# Which Stereo does not require dash mods?



## mbergin (Jun 19, 2012)

Does anyone have any suggestions what stereo I can install in my 69 GTO without having to cut the dash to trim? I'm looking for one with an iPod input. Every one I've researched requires a dash or trim modification, mostly requiring removal of the metal bar or trim across the middle of the opening. I purchased the kick plates with the speakers installed from Ames and was wondering what would be a good set of rear speakers to install. Would these be a 6' x9' speaker?
Any help would be greatly appreciated. 
Mike


Sent from my iPhone using AutoGuide.com App


----------



## 68greengoat (Sep 15, 2005)

Check out this thread for ideas.....

http://www.gtoforum.com/f12/website-fm-radio-upgrade-39710/


----------



## FlambeauHO (Nov 24, 2011)

Ames sells one for 299.00, no dash mod and has aux input.


----------



## KingJacobo (Jul 6, 2011)

Most of our generation cars have 6x9 rears, often times 4x10s up front. Take a tape measure and double check to be sure. The rears are a lot easier to access than most modern speakers!


----------



## mbergin (Jun 19, 2012)

Thanks 68 and Flambeau. I'm going to go for the one at performance years. It has an ipod hookup and does not require any modification for $300. Appreciate the help. 

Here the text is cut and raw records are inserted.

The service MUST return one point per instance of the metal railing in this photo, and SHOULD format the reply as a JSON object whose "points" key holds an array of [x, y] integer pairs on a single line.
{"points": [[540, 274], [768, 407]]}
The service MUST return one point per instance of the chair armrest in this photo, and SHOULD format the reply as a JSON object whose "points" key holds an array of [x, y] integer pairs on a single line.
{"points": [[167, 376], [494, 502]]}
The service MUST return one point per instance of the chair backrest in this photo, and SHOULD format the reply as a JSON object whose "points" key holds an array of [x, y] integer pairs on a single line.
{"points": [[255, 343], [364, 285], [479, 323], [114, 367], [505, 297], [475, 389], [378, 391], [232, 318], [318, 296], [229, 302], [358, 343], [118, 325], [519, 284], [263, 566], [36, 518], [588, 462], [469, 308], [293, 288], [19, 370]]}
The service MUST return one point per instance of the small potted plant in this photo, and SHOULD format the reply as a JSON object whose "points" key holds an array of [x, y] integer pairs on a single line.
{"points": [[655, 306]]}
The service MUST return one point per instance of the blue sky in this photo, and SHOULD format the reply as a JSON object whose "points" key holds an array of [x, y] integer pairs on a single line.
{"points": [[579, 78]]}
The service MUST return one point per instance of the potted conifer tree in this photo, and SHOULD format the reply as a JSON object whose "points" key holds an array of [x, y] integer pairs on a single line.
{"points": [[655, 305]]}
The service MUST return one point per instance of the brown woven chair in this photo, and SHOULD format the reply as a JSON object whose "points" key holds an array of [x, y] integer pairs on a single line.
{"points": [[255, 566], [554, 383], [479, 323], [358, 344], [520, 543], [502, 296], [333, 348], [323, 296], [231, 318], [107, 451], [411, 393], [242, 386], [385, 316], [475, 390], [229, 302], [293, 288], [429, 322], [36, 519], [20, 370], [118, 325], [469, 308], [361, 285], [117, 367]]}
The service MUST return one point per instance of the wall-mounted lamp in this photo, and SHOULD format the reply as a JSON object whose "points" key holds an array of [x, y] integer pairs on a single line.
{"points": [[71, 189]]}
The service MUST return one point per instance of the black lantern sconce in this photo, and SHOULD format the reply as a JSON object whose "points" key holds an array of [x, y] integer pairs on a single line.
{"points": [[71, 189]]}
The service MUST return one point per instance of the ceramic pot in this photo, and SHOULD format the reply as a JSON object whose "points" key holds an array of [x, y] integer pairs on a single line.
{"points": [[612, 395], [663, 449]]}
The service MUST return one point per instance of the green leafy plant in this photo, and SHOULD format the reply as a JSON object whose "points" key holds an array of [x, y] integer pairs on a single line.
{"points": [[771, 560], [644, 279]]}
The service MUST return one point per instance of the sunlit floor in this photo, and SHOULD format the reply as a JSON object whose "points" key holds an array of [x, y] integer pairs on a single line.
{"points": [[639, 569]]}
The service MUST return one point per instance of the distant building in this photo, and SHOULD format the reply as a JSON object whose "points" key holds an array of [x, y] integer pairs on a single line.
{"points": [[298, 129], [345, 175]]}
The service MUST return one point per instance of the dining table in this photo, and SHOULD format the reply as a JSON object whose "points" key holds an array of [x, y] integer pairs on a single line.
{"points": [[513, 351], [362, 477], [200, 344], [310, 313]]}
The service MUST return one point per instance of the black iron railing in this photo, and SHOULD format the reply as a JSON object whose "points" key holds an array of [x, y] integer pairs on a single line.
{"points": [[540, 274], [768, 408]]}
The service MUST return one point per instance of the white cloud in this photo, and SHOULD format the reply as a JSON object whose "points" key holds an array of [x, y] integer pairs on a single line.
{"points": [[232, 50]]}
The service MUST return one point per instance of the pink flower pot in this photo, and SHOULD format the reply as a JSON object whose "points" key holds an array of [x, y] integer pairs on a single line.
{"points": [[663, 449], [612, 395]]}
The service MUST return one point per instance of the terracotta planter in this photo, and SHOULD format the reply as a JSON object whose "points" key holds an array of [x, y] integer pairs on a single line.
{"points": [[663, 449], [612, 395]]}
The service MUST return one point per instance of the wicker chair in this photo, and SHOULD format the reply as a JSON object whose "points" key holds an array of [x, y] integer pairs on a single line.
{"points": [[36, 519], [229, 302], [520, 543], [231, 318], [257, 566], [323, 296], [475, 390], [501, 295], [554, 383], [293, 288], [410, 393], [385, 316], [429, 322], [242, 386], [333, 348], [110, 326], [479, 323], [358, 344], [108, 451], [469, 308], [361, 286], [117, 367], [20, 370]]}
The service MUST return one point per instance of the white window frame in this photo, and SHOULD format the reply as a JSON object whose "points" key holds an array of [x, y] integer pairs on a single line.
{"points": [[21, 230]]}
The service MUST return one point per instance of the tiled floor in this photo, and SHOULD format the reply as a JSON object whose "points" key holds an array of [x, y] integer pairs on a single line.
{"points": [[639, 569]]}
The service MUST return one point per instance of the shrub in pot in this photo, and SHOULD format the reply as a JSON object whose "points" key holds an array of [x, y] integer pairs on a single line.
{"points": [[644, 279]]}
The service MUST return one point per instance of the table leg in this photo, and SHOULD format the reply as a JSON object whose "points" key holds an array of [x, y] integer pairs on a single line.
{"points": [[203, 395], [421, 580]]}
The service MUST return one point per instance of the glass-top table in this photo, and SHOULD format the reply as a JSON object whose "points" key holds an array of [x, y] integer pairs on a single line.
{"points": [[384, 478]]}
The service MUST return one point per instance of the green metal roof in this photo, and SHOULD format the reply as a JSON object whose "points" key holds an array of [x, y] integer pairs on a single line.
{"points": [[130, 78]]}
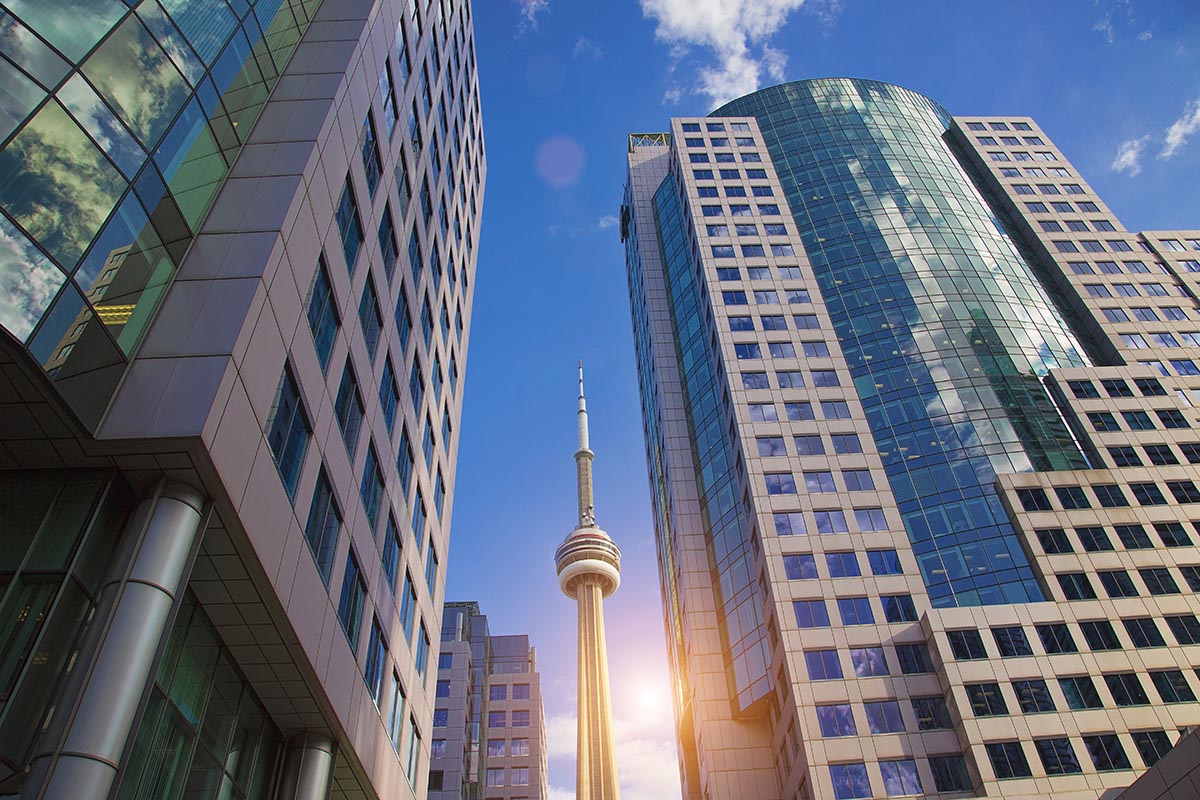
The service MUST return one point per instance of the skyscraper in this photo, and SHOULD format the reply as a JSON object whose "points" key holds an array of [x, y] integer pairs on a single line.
{"points": [[921, 431], [489, 722], [237, 256], [588, 564]]}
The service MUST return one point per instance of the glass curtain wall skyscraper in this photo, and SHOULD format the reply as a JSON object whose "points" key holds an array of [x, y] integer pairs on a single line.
{"points": [[925, 409], [238, 244]]}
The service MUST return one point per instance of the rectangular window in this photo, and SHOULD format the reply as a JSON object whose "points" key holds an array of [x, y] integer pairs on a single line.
{"points": [[349, 226], [322, 312], [288, 432], [985, 699], [1057, 756], [377, 657], [323, 527], [883, 716], [1008, 759], [349, 605]]}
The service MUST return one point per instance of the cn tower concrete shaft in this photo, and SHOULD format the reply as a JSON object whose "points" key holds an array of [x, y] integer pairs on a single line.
{"points": [[595, 761], [588, 564]]}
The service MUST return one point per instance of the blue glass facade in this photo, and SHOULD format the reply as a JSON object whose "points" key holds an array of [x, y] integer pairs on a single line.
{"points": [[945, 325], [119, 121], [724, 516]]}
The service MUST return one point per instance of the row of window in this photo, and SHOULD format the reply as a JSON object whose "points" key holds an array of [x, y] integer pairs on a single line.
{"points": [[792, 379], [1109, 495], [741, 210], [1057, 755], [801, 410], [1060, 206], [809, 445], [717, 127], [828, 521], [1021, 155], [1116, 388], [1095, 539], [1033, 696], [900, 777], [966, 644], [750, 251], [858, 611], [778, 322], [999, 126], [729, 174], [1011, 140], [843, 564], [1158, 581]]}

Sent from my iPhone using AutoGuide.com App


----------



## BearGFR (Aug 25, 2008)

mbergin said:


> Thanks 68 and Flambeau. I'm going to go for the one at performance years. It has an ipod hookup and does not require any modification for $300. Appreciate the help.
> 
> 
> Sent from my iPhone using AutoGuide.com App


That's the one I'm running in the Beast. It fits as advertised. Accessing all the functions on it requires using the included remote, as not all of the functions are available via the knobs (at least not that I've been able to figure out). If sound quality is really important to you, then I recommend that you plan now to add supplemental amplification behind it, sub woofers, etc. I didn't do that with mine, I'm running just the PY unit. I installed mine with twin 6x9's in the rear shelf, and replacement kick panels with built in speakers. All my speakers are what I'd consider good quality - not "bargain basement". It souinds "ok", but isn't really up to the level that the rest of the car is. It doesn't bother me (yet) because I'm still not tired of listening to the engne 

Bear


----------



## mbergin (Jun 19, 2012)

Thanks Bear. Do you know if the radio from PY has a remote turn on lead for an amplifier? The amp I'm looking at will only power up with that lead. Thanks again. Much appreciated. BTW...love the beast. Well done!


Sent from AutoGuide.com App


----------